God is loving, merciful, gracious, and kind, but He is also just, righteous and Holy. You cannot separate Who God is. He is all these and He desires all to be saved (1 Tim. 2:4) but not all will accept Him. Hell is not a place where God taunts or mocks people; it is a place where people who reject God and want nothing to do with Him have chosen for their eternal destiny.

Note that this same blogger said that “it seems merely wishful thinking” that Jesus would know perfectly all human sciences. How could He not. He is the Creator of all things (John 1:3; Col. 1:15-16) and to question Jesus’ knowledge is to question Who He is. When man begins to redefine what the Bible says we only drift further and further from the truth.

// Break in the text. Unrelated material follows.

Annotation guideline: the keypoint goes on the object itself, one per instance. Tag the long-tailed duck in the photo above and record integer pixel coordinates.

Why does this bother me you may ask? Our goal as a church is to help people become disciples of Jesus Christ. Disciples not only grow to know God better, but they change the world in which they live. They desire to impact people wherever God puts them, to live as “salt and light” and to touch the lives of people. Being a disciple is more than just being a “fan” of Jesus, it is being a follower. A disciple not only followed the teachings of their teacher, but also, if the lifestyle was worth following, they learned how to live from their teacher. They mimicked (in a good way) their life and held firmly to what they taught.

Jesus is the ultimate Teacher. He is God Himself, unmistaken in all things, including heaven and hell and all things pertaining to life. If we are to know about God and all that He has for us, we have to understand that Jesus is not mistaken, the Bible is God’s perfect record to man, and that we can trust what it says about all things. God wants us to be students of the Word and apply it to our lives, and if we don’t believe what it says, there is no “real-life” discipleship, there is nothing to cling to.

Our goal at Burwell is to live out the life-changing message of Christ and the Word of God. May we hold onto the truth revealed to us through God’s Word.